Selon Anthony Giddens (« La construction de la société » 1984) la faiblesse actuelle des institutions et des communautés sur la vie des individus les conduit à négocier leur choix de vie.

Ces approches montrent en fait que l’individu se socialise et construit son identité par étapes, au cours d’un long processus qui s’exprime fortement de l’enfance à l’adolescence et se poursuit à l’âge adulte.

De manière permanente, l’image que nous bâtissons de nous-même, nos croyances et représentations de nous constituent une structure psychologique qui permet de sélectionner nos actions et nos relations sociales.

On peut distinguer plusieurs dimensions de l’identité personnelle :

La première est constituée par le désir de continuité du sujet. Cette continuité s’exprime dans l’affirmation d’une appartenance à une lignée, à un environnement, à une culture ou un imaginaire.

Le Deuxième aspect s’incarne dans un processus de séparation/intégration sociale. L’opposition d’un adolescent à sa famille exprime pour lui une différenciation vis à vis de son identité extérieure.

L’identité n’existe qu’en actes. Par exemple, au niveau religieux, l’échelle de l’appartenance se calque sur celle de la pratique. L’identification religieuse est d’autant plus forte que l’on va à la messe, au temple, à la mosquée, etc.

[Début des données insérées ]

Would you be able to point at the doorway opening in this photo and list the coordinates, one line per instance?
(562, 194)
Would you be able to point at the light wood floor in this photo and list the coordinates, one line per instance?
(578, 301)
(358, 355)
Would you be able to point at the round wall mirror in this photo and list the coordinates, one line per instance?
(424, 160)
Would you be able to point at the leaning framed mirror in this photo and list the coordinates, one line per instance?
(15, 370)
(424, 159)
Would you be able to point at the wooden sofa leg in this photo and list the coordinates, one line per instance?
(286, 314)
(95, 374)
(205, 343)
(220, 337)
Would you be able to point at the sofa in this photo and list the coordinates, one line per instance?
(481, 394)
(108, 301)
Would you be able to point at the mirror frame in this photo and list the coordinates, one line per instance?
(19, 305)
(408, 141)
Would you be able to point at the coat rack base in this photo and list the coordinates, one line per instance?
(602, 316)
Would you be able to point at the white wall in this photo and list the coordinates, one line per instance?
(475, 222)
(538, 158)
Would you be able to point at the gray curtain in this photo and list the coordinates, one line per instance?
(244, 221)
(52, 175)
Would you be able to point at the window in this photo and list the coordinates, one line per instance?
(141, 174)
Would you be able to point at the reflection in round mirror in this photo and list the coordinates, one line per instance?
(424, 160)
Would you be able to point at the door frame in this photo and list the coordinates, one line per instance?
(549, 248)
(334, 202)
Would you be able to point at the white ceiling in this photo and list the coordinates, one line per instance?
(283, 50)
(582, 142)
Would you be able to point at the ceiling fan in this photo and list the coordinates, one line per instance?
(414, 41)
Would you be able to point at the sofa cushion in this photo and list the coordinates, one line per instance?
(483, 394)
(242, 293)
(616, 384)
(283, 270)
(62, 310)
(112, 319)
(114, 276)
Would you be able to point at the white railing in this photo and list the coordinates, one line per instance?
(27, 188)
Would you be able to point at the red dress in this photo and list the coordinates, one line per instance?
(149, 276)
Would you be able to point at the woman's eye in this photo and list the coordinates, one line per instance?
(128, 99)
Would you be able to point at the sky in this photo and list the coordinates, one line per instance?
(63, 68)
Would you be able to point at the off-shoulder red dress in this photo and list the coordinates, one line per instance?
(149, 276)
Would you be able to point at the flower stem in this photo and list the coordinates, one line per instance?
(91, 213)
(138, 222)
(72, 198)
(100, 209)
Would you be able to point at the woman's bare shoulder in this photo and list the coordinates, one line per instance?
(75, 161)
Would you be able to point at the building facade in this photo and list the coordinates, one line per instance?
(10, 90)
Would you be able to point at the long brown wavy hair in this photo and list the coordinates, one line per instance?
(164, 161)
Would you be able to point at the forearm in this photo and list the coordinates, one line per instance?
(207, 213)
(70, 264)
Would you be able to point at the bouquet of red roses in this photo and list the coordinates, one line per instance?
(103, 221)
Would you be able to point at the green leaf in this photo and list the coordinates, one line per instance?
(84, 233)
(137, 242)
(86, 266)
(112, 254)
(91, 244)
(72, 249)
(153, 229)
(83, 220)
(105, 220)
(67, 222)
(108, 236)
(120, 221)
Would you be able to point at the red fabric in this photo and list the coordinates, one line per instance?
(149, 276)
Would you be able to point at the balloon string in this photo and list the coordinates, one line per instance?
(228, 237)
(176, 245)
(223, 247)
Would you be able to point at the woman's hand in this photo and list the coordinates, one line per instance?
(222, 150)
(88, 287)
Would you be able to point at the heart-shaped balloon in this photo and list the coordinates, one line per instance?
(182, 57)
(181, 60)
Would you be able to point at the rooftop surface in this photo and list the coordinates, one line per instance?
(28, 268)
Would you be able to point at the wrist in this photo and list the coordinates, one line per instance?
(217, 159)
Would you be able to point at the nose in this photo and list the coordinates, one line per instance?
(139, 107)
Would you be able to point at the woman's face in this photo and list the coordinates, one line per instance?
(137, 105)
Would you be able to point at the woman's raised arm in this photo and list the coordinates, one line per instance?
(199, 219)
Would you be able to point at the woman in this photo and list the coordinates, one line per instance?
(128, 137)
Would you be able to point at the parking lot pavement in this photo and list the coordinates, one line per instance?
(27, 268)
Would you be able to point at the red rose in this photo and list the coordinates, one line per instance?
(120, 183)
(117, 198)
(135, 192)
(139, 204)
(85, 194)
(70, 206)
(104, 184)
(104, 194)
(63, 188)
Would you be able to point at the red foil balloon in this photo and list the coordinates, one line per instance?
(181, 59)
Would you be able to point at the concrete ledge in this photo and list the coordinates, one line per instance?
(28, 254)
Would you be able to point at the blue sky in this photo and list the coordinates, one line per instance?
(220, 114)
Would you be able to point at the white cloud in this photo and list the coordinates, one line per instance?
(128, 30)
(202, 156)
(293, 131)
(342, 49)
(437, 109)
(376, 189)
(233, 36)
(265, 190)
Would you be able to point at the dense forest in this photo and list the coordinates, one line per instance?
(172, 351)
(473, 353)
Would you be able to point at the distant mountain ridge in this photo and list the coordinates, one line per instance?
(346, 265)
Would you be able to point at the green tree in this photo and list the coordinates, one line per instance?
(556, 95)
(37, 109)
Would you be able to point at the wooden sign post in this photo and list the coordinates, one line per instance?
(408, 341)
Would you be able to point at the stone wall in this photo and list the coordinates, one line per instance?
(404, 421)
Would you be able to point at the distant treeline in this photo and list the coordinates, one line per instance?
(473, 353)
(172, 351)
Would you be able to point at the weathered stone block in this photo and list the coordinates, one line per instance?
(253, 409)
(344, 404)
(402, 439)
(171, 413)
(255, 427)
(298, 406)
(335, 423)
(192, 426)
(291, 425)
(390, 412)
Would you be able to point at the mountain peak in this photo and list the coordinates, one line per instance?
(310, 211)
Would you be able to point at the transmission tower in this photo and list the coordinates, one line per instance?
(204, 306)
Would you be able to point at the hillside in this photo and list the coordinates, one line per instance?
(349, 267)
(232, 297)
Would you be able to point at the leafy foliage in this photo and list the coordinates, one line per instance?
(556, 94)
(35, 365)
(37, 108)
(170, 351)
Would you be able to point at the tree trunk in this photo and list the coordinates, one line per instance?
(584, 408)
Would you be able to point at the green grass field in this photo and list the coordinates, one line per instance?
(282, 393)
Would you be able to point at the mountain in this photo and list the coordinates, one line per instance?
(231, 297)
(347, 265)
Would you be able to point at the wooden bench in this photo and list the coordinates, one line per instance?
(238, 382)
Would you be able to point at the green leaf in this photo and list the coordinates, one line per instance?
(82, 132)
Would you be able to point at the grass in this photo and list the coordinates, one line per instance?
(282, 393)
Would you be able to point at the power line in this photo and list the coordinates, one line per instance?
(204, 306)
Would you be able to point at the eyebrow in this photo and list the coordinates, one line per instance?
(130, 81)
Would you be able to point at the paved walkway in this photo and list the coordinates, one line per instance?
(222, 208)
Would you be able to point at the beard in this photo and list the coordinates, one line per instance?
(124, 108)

La construction identitaire constitue pour les individus un cadre psychologique (schéma mental, système de représentation). Ce cadre est orienté vers la valorisation de soi et l’autojustification, il structure l’action individuelle.

Conclusion

La généralisation des conflits identitaires semble aujourd’hui acquise. Elle favorise une littérature abondante. L’essayiste américain Samuel P. Huntington a formulé dans un article paru dans la revue « Foreign Affairs » (1993) (article publié en français dans la revue « Commentaire » n°66, 1994) une théorie selon laquelle, au siècle prochain, les principaux conflits seraient menés au nom de ce qu’il appelle les civilisations. Pour valider sa théorie, il dégage huit civilisations : la confucéenne, l’orthodoxie, l’islamique, l’occidentale, la japonaise, l’hindoue, la civilisation africaine et la civilisation d’Amérique Latine. L’auteur prédit un choc violent produit par une coalisation de civilisations non occidentales contre l’Occident.

Le reproche qu’on peut lui faire en dehors du fait que ses thèses se veulent des prédications, est qu’il surestime l’homogénéité des phénomènes culturels. En définissant des entités globales et en leur donnant des objectifs communs, S. P. Huntington oublie les réalités politiques des ensembles qu’il nomme. En accordant une trop grande importance au facteur culturel, l’auteur transforme la réflexion géopolitique en une nouvelle idéologie.


Bibliographie
George H. Mead : « L’Esprit, le Soi et la Société » 1934 (traduction française : Presses Universitaires de France 1963).
Erik H. Eriksson : « Adolescence et crise de la quête d’identité » traduction française Flammarion, 1972.
George H. Mead : « L’Esprit, le Soi et la Société » 1934 (traduction française : Presses Universitaires de France 1963).
Erik H. Eriksson : « Adolescence et crise de la quête d’identité » traduction française Flammarion, 1972.